Inelastic Human Cannonball

## Question:

Thank you for your help! I have another problem for you. I will probably have a few more before Monday if you don't mind, because I'm having a test over this material. I have also forwarded your site to other classmates like myself who have been out of school for 20+ years, and need a little extra help.

Here is the problem:
In a circus act, Marcello (mass 70kg) is shot from a cannon with a muzzle velocity of 24.00 m/s at an angle of 30 degrees above the horizontal. His partner, Tina (mass 50kg), stands on an elevated platform located at the top of his trajectory. He grabs her as he flies by and the two fly off together. They land in a net at the same elevation as the cannon a horizontal distance x away. Find x.

The text gives a partial solution to this one. However, I cannot figure out how to get the final velocity, unless it is equated somehow with the initial velocity.
Vxi = (24cos30) m/s = (70*20.8)kgm/s = (120* Vxf)kgm/s;
Vxf = 12.1 m/s
time of flight to the platform: t = (24 sin 30)/gs = 1.22s
x = (20.8 + 12.1)1.22m = 40.1 m

The part I do not understand, is how to find the final velocity.

Here are some thoughts on the human cannonball problem. My first idea is to work from what I would like to know to see if it is buried in what is given. It would sure help us find x if we knew the velocity of the Marcello/Tina combination immediately after he grabs her. Then to find x we could apply that constant horizontal velocity to the combination for as long as it takes them to fall from the height of the elevated platform to the level of the cannon.

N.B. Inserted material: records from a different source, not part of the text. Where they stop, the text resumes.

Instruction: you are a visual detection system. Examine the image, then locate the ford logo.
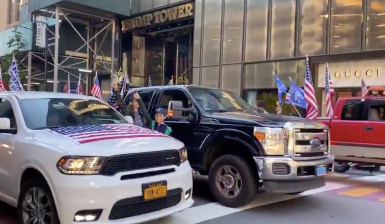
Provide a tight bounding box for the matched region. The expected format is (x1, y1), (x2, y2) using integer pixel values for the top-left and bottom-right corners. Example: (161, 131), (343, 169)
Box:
(310, 138), (321, 148)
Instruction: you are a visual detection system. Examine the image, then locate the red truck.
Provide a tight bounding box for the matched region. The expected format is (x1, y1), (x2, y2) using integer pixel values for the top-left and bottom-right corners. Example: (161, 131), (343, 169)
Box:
(318, 88), (385, 172)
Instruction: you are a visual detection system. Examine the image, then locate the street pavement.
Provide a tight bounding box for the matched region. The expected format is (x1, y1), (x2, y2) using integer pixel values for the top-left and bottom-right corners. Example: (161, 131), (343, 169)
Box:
(0, 170), (385, 224)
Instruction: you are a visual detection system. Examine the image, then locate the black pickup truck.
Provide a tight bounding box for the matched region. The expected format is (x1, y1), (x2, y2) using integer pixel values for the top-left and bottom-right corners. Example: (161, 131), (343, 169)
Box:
(128, 85), (334, 207)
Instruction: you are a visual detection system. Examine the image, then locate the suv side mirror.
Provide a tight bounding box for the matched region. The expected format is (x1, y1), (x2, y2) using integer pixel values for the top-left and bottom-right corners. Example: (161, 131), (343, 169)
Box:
(0, 117), (16, 134)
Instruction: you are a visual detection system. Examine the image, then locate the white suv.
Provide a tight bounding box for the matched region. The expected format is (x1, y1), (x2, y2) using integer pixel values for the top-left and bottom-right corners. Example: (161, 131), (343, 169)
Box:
(0, 92), (193, 224)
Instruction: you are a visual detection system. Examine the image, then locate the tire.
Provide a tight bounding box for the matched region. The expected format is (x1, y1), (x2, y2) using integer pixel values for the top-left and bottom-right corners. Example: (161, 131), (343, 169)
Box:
(17, 178), (60, 224)
(334, 162), (351, 173)
(209, 155), (258, 208)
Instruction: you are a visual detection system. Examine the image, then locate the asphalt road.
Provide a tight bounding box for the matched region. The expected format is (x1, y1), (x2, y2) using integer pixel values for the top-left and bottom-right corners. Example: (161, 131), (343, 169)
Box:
(0, 171), (385, 224)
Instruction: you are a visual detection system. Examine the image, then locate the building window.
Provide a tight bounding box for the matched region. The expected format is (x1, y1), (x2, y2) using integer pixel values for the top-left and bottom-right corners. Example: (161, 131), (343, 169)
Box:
(193, 1), (202, 67)
(202, 0), (222, 65)
(223, 0), (244, 63)
(8, 0), (23, 24)
(245, 60), (305, 89)
(201, 66), (219, 88)
(245, 0), (269, 61)
(270, 0), (296, 59)
(366, 0), (385, 50)
(131, 36), (145, 86)
(298, 0), (328, 56)
(221, 64), (241, 95)
(330, 0), (363, 53)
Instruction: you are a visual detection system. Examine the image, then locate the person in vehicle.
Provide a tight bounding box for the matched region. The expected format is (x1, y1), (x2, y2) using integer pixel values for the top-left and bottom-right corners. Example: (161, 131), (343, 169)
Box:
(113, 82), (152, 128)
(151, 108), (172, 135)
(369, 108), (381, 121)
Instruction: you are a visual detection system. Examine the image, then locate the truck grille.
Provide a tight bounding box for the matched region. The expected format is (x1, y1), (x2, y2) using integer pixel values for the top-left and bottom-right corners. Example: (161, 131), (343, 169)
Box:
(108, 194), (182, 220)
(294, 129), (329, 157)
(100, 150), (180, 176)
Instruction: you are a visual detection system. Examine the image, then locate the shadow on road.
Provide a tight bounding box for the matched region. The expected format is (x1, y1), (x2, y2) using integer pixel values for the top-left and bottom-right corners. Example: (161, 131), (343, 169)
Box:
(0, 202), (17, 224)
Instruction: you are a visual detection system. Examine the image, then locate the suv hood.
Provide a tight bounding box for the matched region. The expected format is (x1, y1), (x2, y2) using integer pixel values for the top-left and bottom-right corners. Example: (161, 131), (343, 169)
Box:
(212, 112), (320, 127)
(32, 125), (184, 156)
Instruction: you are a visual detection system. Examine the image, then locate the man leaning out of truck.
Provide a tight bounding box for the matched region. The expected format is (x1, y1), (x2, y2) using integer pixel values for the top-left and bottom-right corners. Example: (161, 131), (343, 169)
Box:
(113, 82), (152, 128)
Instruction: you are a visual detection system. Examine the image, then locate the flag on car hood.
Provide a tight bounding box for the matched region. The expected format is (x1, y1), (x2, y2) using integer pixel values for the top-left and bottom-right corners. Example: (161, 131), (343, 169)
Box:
(49, 124), (168, 144)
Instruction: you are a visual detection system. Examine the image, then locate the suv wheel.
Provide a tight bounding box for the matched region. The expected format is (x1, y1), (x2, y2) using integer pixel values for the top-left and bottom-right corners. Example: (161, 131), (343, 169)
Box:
(17, 178), (60, 224)
(209, 155), (258, 208)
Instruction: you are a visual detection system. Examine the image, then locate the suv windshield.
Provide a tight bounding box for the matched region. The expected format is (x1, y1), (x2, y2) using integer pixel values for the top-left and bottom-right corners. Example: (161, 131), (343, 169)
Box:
(19, 98), (128, 130)
(189, 87), (253, 113)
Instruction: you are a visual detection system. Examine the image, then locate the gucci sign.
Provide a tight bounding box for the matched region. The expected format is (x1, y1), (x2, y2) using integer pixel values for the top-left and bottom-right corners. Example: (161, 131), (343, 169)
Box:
(334, 69), (380, 78)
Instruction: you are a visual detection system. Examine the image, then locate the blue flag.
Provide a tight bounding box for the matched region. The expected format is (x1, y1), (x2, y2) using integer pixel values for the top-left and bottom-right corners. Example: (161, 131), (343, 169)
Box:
(273, 72), (287, 105)
(285, 79), (306, 109)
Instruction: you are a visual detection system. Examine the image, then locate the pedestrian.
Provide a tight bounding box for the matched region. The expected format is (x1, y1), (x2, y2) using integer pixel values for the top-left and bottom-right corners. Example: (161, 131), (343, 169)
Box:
(151, 108), (172, 135)
(113, 82), (152, 128)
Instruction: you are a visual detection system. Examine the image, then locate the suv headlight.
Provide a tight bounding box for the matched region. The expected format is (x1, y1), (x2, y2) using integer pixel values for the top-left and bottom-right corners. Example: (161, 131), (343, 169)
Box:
(179, 147), (187, 163)
(57, 156), (104, 175)
(254, 127), (286, 155)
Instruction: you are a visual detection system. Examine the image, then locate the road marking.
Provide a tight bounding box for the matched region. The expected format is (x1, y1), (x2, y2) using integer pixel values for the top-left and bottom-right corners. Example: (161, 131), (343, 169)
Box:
(338, 187), (380, 197)
(351, 174), (385, 183)
(148, 183), (348, 224)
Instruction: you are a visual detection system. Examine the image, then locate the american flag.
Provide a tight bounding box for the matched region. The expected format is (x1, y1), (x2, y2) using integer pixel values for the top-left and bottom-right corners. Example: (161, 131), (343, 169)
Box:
(305, 55), (318, 119)
(177, 35), (190, 76)
(63, 74), (71, 93)
(361, 79), (369, 101)
(108, 75), (125, 110)
(49, 124), (168, 144)
(325, 64), (334, 118)
(0, 69), (6, 92)
(91, 73), (102, 99)
(148, 76), (152, 86)
(76, 74), (84, 95)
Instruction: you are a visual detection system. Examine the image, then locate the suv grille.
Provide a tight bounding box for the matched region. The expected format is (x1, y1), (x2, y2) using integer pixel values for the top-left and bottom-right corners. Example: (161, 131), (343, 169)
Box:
(108, 194), (182, 220)
(294, 129), (328, 157)
(100, 150), (180, 176)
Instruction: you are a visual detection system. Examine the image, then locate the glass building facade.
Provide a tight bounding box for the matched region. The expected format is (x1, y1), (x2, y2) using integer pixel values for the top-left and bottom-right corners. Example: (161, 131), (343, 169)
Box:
(192, 0), (385, 112)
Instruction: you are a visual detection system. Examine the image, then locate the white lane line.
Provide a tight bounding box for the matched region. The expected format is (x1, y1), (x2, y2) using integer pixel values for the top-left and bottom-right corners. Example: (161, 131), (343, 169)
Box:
(148, 183), (348, 224)
(351, 174), (385, 183)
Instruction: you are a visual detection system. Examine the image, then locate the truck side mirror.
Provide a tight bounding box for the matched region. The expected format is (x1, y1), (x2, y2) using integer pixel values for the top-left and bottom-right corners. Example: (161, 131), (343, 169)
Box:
(167, 101), (196, 118)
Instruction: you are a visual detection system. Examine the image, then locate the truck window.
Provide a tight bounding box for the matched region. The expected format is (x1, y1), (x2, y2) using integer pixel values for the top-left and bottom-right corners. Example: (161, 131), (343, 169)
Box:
(341, 100), (364, 121)
(368, 101), (385, 121)
(0, 100), (16, 128)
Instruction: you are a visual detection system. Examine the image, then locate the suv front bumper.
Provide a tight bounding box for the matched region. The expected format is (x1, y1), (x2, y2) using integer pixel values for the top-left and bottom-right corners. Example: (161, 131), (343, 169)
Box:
(254, 155), (334, 193)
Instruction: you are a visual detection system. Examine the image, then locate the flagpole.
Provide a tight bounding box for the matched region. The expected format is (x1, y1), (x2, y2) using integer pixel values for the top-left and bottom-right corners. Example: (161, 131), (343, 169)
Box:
(289, 76), (302, 118)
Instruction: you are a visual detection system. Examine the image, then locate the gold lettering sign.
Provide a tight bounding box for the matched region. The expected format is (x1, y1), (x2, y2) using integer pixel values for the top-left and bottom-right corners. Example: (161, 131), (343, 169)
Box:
(334, 69), (380, 78)
(122, 3), (194, 31)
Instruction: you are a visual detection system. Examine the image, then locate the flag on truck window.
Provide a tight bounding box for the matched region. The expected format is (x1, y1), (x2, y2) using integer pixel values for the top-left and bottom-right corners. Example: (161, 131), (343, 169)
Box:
(305, 55), (318, 119)
(361, 79), (369, 101)
(273, 72), (287, 106)
(325, 64), (334, 118)
(49, 124), (168, 144)
(285, 79), (306, 108)
(91, 73), (102, 99)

I think that throughout our investigation we need to assume that the friction of their passage through the air is negligible. Otherwise the problem is not solvable with any reasonable effort. We can not however, assume that all friction is negligible, otherwise he will never be able to hold onto her and exert sufficient force to bring her velocity from zero up to their common post-grabbing velocity. Clearly there must be significant friction between Marcello and Tina so that they can continue the flight as one. The presence of this necessary friction in the system means that the conservation of mechanical energy does not hold. This throws out that handy tool of requiring that the sum of potential and kinetic energy be constant.

We do know one quantity that is conserved in an inelastic collision of the sort described here. That is momentum. We hear nothing of any rotation of the people involved in this adventure so we will assume that only linear momentum is involved. Linear momentum is to product of mass times velocity. If it is to be conserved then the sum of M and T's momentum before they connect must be equal to the sum of their momentum afterward. Before they connect M has all the momentum and at the moment of collision it is entirely horizontal since they connect at the top of the trajectory where the vertical component of velocity is zero.

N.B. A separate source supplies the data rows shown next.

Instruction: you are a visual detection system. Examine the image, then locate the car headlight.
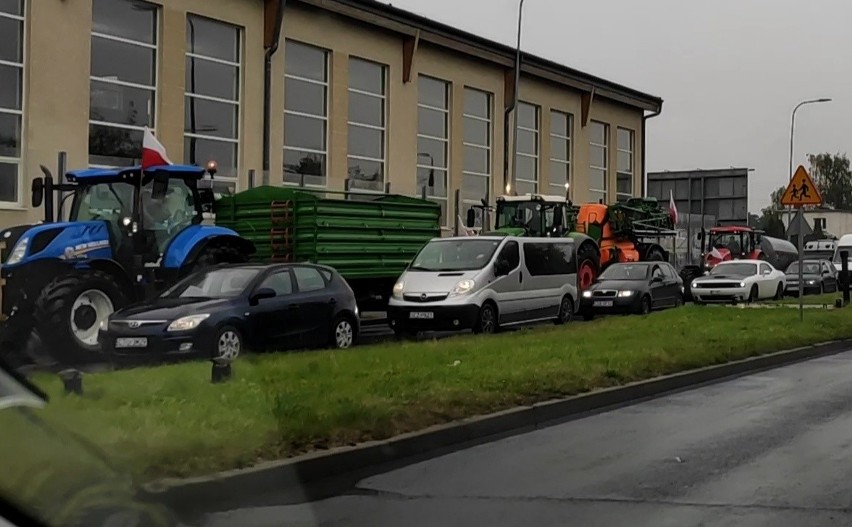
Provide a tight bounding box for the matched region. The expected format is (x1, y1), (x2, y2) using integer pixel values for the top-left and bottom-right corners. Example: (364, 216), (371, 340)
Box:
(166, 313), (210, 331)
(450, 278), (476, 296)
(6, 238), (30, 265)
(393, 280), (405, 298)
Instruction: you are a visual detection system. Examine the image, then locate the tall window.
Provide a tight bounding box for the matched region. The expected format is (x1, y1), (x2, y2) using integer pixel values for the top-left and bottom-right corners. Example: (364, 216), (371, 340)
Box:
(417, 75), (450, 225)
(284, 40), (329, 187)
(461, 88), (491, 227)
(589, 121), (609, 203)
(548, 110), (573, 196)
(89, 0), (157, 166)
(184, 15), (241, 194)
(515, 102), (539, 195)
(615, 128), (633, 201)
(348, 57), (387, 191)
(0, 0), (24, 204)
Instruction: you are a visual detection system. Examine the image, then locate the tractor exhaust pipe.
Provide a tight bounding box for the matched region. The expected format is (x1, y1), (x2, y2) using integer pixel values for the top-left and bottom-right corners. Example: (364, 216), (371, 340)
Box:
(41, 165), (54, 223)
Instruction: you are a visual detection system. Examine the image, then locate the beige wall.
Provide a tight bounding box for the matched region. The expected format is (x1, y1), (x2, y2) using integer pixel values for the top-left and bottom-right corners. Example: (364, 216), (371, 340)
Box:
(5, 0), (263, 227)
(5, 0), (642, 231)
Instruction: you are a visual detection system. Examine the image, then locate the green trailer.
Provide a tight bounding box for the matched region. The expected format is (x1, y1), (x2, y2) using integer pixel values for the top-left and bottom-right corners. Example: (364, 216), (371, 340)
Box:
(215, 186), (441, 309)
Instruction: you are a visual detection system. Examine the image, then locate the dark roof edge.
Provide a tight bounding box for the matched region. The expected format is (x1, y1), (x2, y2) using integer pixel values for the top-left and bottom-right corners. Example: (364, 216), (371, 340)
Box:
(298, 0), (663, 112)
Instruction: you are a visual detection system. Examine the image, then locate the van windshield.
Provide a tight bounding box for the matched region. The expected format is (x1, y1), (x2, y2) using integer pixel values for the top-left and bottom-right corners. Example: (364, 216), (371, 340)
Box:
(834, 245), (852, 264)
(410, 239), (500, 271)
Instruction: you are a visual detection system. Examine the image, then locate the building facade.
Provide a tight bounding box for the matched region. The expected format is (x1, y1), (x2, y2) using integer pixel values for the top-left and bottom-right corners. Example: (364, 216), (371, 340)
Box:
(0, 0), (662, 231)
(648, 168), (749, 225)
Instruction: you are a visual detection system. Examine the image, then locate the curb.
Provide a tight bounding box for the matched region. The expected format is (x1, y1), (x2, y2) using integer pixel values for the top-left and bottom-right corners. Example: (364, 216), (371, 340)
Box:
(151, 339), (852, 511)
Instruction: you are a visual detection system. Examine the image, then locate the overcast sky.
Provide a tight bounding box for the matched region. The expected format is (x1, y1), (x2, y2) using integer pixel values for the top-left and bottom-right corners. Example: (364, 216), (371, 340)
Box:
(392, 0), (852, 212)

In the absence of air resistance the horizontal velocity of M does not change until he reaches T. It remains 12.1 m/s. His momentum before collision then is 70*12.1=847 kgm/s. Conservation of momentum demands that immediately after they connect the combined momentum be also 847 kgm/s since T's contribution is zero. To get the final horizontal velocity we need only divide the momentum by their combined mass vf=847/120=7.06m/s.

Next we need to know the time required for them to fall back to the level of the cannon. We know that the initial vertical velocity was sufficient to require 1.22 seconds for gravitational acceleration to use it all up., bringing the vertical component to zero. It follows that 1.22 seconds will be required for gravity to return their combined mass to the initial level. Remember that their combined weight is greater, but their mass is greater also so that their acceleration remains g. So x=1.22s*7.06 m/s = 8.61 m.

In my experience students long out of school have the advantage of being in class because they want to be. The disadvantage may be that you will have trouble being flexible in how you perceive the universe. You will have had a long successful experience based on what you understand and may have trouble throwing some of that understanding away when you come up against some of the more advanced topics. A child has less trouble than an adult accepting that a photon is neither a wave nor a particle but may appear like one or the other depending on how you look at it.